Usage with Cylc workflow manager and Slurm
The command line interface can be used with cylc in environments which use a scheduler like slurm.
Prerequisites
This example requires:
slurm
, e.g. on a high performance computing cluster.- familiarity with and a working installation of
cylc
(e.g. by going through the tutorial) virtualenv
python
(so you can runvirtualenv venv -p python
)
A new environment will be created during the setup phase of the cylc
workflow run.
Cylc requires a site-specific setup when using a scheduler like slurm.
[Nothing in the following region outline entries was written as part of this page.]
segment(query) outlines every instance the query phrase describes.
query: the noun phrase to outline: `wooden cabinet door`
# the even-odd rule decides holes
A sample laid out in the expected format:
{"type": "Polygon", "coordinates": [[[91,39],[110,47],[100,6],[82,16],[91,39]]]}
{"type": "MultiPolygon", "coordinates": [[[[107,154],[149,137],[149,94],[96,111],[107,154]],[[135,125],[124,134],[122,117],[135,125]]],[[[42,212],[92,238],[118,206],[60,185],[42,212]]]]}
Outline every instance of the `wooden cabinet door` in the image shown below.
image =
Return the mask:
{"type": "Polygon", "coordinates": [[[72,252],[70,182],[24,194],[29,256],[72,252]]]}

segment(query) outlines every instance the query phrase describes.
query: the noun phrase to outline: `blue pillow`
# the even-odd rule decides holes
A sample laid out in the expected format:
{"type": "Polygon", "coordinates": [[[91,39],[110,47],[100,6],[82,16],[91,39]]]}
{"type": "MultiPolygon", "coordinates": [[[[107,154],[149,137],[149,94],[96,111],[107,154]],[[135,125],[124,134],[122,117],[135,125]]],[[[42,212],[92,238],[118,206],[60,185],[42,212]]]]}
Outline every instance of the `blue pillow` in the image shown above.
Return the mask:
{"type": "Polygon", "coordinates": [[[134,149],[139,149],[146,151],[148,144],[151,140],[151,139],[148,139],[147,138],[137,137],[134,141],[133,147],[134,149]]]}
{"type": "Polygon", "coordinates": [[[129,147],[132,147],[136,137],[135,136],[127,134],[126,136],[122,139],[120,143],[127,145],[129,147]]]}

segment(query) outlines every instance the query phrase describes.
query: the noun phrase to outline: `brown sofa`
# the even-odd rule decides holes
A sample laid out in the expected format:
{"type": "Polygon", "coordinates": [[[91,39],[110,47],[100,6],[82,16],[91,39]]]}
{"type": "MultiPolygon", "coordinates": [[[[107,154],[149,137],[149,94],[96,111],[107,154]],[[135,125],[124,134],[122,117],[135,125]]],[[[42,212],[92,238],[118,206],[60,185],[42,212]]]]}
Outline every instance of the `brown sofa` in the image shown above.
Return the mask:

See the cylc documentation for a guide on setting up cylc on your platform.
For Oscar at Brown University, we can use the following configuration in
./global.cylc
[platforms]
[[oscar]]
hosts = localhost
install target = localhost
job runner = slurm
retrieve job logs = True
global init-script = """
module load python/3.9.0
"""
Setup
To initialize the workflow, we define a file in thelib/python
directory
(a cylc convention) with the code for the experiment:
lib/python/runner.py
, including all the required functions.
import pandas as pd
from sklearn.linear_model import LinearRegression
from autora.experimentalist.grid import grid_pool
from autora.state import StandardState, estimator_on_state, on_state
from autora.variable import Variable, VariableCollection
def initial_state(_):
state = StandardState(
variables=VariableCollection(
independent_variables=[Variable(name="x", allowed_values=range(100))],
dependent_variables=[Variable(name="y")],
covariates=[],
),
conditions=None,
experiment_data=pd.DataFrame({"x": [], "y": []}),
models=[],
)
return state
experimentalist = on_state(grid_pool, output=["conditions"])
experiment_runner = on_state(
lambda conditions: conditions.assign(y=2 * conditions["x"] + 0.5),
output=["experiment_data"],
)
theorist = estimator_on_state(LinearRegression(fit_intercept=True))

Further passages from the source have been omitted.